Segundo pesquisadores do Inpe (Instituto Nacional de Pesquisas Espaciais), explicação para a formação de mais ciclones extratropicais na região Sul do Brasil está na diferença de temperatura e umidade entre o continente e as águas do mar próximas à costa nessa parte do país. E eles apontam ainda o aumento da intensidade do fenômeno, que em 2023 já ocorreu mais vezes e seguirá assim esse ano. 

O ciclone extratropical está associado sempre a uma frente fria que avança de forma continental pelo país. Nesse verão de 2024, os temporais e ciclones já vem se mostrado presentes principalmente no Sul e em partes do Sudeste. 

O que é um ciclone extratropical?

Os ciclones podem ser caracterizados de três formas: extratropical, subtropical e tropical. A diferença, de acordo com o Serviço Nacional de Meteorologia dos Estados Unidos (NWS, na sigla em inglês), é importante uma vez que os sistemas tropicais têm o potencial de se transformar rapidamente em furacões, enquanto as tempestades extratropicais ou subtropicais não o fazem. 

Os ciclones extratropicais, diz a NWS, possuem ar frio em seu núcleo e se desenvolvem quando há uma separação de uma massa de ar quente da massa de ar frio. Isso faz com que a pressão no centro do distúrbio diminua levando a ponto das massas de ar iniciarem uma circulação ciclônica. 

O fenômeno pode se formar tanto em terra quanto no oceano, como foi o caso de um ciclone extratropical no Sul do Brasil em julho de 2023, e pode ter ventos tão fracos quanto uma depressão tropical (inferior a 62 km/h) ou tão fortes quanto um furacão (acima de 118 km/h). 
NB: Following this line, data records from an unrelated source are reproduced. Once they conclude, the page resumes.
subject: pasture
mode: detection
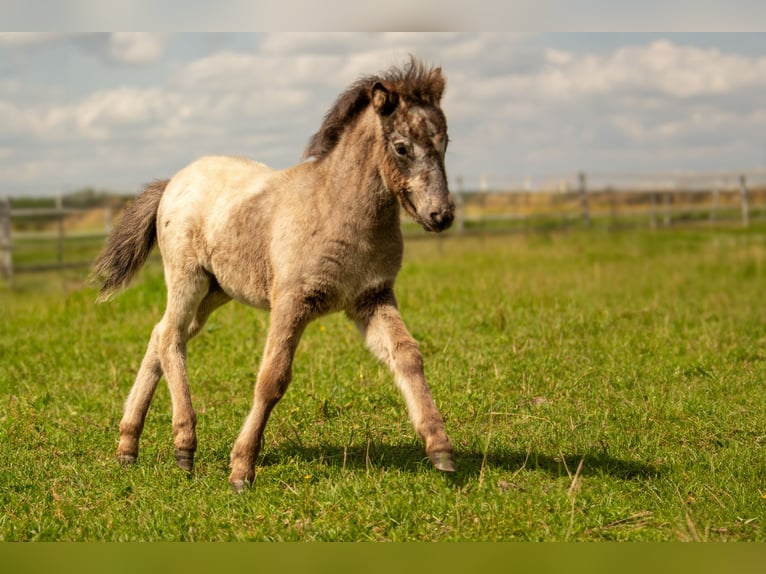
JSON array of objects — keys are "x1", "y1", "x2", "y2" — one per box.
[{"x1": 0, "y1": 227, "x2": 766, "y2": 541}]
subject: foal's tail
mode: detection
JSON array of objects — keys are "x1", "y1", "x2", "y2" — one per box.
[{"x1": 93, "y1": 179, "x2": 169, "y2": 302}]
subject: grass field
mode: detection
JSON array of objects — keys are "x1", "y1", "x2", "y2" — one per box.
[{"x1": 0, "y1": 227, "x2": 766, "y2": 541}]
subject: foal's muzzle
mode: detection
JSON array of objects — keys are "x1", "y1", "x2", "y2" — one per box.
[{"x1": 423, "y1": 204, "x2": 455, "y2": 233}]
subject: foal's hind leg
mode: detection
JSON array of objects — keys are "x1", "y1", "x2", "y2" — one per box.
[
  {"x1": 117, "y1": 270, "x2": 213, "y2": 470},
  {"x1": 117, "y1": 288, "x2": 231, "y2": 466},
  {"x1": 348, "y1": 289, "x2": 455, "y2": 472},
  {"x1": 229, "y1": 301, "x2": 314, "y2": 492},
  {"x1": 117, "y1": 327, "x2": 162, "y2": 466}
]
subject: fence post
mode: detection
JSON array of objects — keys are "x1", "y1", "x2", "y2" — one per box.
[
  {"x1": 0, "y1": 197, "x2": 13, "y2": 284},
  {"x1": 455, "y1": 175, "x2": 465, "y2": 234},
  {"x1": 662, "y1": 195, "x2": 670, "y2": 227},
  {"x1": 710, "y1": 190, "x2": 721, "y2": 221},
  {"x1": 56, "y1": 193, "x2": 64, "y2": 265},
  {"x1": 577, "y1": 172, "x2": 590, "y2": 227},
  {"x1": 739, "y1": 175, "x2": 750, "y2": 227}
]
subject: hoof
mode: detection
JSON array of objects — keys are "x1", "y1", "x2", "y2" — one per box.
[
  {"x1": 117, "y1": 454, "x2": 138, "y2": 468},
  {"x1": 176, "y1": 448, "x2": 194, "y2": 472},
  {"x1": 428, "y1": 451, "x2": 455, "y2": 472},
  {"x1": 229, "y1": 479, "x2": 247, "y2": 494}
]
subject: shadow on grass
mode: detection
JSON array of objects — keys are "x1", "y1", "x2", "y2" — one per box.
[{"x1": 259, "y1": 444, "x2": 661, "y2": 486}]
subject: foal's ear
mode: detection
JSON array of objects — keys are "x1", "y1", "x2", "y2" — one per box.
[
  {"x1": 428, "y1": 68, "x2": 446, "y2": 104},
  {"x1": 370, "y1": 82, "x2": 399, "y2": 116}
]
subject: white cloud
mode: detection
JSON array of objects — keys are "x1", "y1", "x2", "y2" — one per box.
[
  {"x1": 0, "y1": 33, "x2": 766, "y2": 193},
  {"x1": 107, "y1": 32, "x2": 169, "y2": 64}
]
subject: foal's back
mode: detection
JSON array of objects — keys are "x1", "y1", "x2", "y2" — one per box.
[{"x1": 157, "y1": 156, "x2": 279, "y2": 307}]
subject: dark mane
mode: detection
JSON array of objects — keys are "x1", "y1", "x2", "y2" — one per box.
[{"x1": 303, "y1": 56, "x2": 445, "y2": 159}]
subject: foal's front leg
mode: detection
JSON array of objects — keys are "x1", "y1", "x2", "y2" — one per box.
[{"x1": 348, "y1": 289, "x2": 455, "y2": 472}]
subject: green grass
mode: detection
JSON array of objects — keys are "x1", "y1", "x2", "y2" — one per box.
[{"x1": 0, "y1": 227, "x2": 766, "y2": 541}]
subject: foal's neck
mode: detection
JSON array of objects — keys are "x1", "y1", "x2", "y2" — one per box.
[{"x1": 320, "y1": 111, "x2": 399, "y2": 226}]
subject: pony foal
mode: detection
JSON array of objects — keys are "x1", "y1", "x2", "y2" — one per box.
[{"x1": 94, "y1": 58, "x2": 455, "y2": 491}]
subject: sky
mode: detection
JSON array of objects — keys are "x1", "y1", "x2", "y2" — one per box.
[{"x1": 0, "y1": 32, "x2": 766, "y2": 197}]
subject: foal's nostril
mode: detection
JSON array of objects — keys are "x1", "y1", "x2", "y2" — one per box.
[{"x1": 429, "y1": 209, "x2": 454, "y2": 230}]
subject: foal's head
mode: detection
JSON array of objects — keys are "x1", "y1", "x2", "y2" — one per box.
[{"x1": 305, "y1": 58, "x2": 455, "y2": 232}]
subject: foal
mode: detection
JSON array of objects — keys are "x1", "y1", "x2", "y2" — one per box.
[{"x1": 94, "y1": 58, "x2": 455, "y2": 491}]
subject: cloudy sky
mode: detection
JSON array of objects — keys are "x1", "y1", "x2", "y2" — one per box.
[{"x1": 0, "y1": 32, "x2": 766, "y2": 196}]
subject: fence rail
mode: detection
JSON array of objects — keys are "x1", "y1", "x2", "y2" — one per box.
[{"x1": 0, "y1": 170, "x2": 766, "y2": 282}]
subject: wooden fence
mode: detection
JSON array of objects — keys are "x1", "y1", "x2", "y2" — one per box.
[{"x1": 0, "y1": 170, "x2": 766, "y2": 281}]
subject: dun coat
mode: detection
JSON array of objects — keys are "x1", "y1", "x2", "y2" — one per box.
[{"x1": 94, "y1": 58, "x2": 454, "y2": 491}]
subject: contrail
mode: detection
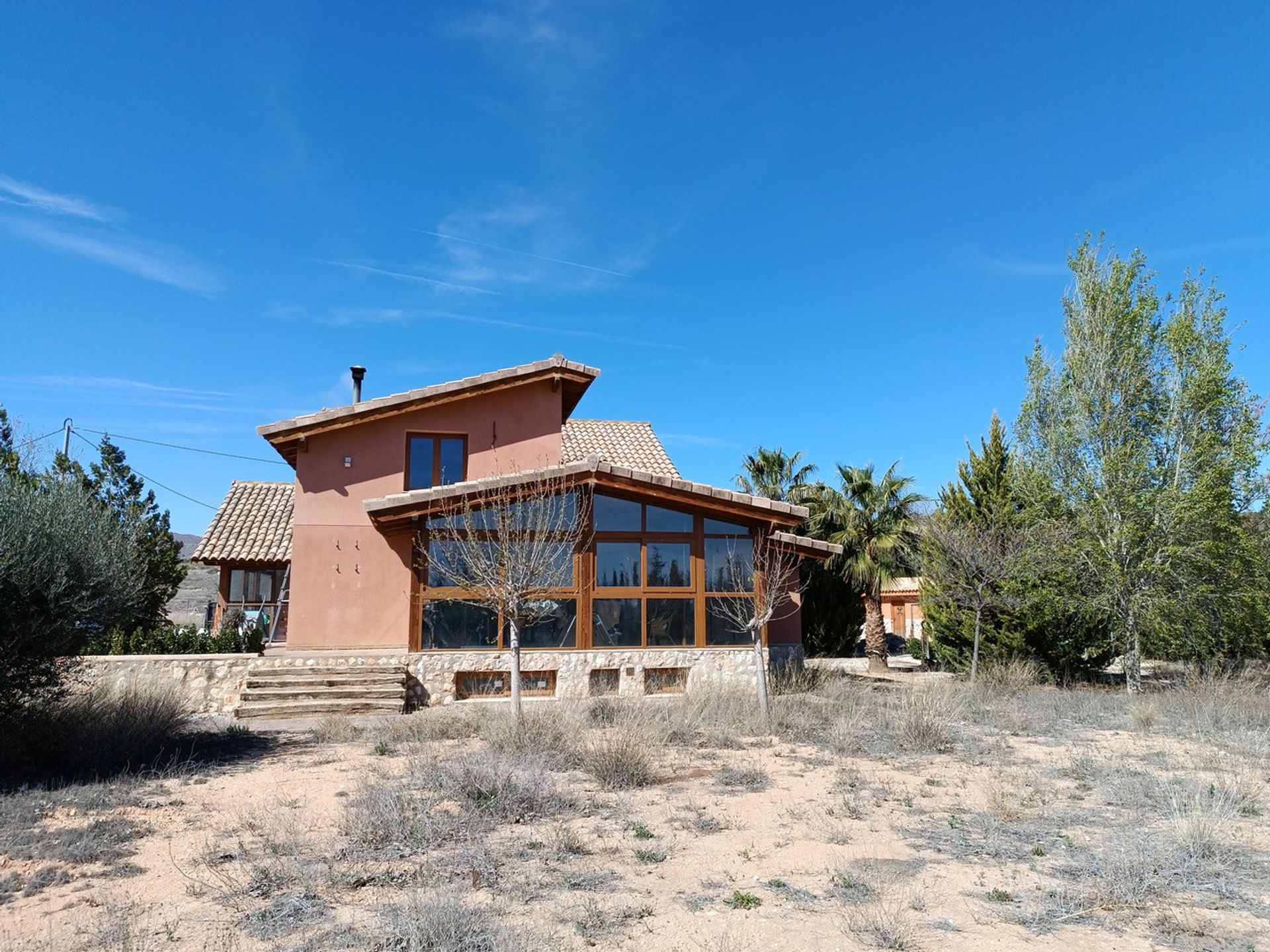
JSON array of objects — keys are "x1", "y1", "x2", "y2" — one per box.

Onde um ciclone extratropical pode ocorrer?

Este sistema de tempestade é formado em latitudes médias ou altas (a partir de 30º), em regiões com grandes variações de temperatura, chamadas de zonas frontais, explica a Enciclopédia Britannica, uma plataforma do Reino Unido voltada para a educação. Já os ciclones ou furacões mais violentos dos trópicos se formam em regiões de temperaturas relativamente uniformes.

Sequências climáticas típicas podem ser observadas na formação de um ciclone extratropical, informa a Britannica. Por exemplo, nuvens que se tornam cada vez mais densas e mais baixas, seguidas de precipitação, que normalmente persiste até que o centro do ciclone passe.

A plataforma do Reino Unido também explica que a dissipação desse fenômeno só ocorre quando o ar frio varre todo o ar tropical quente do sistema, de modo que o ciclone inteiro seja composto pela massa de ar frio.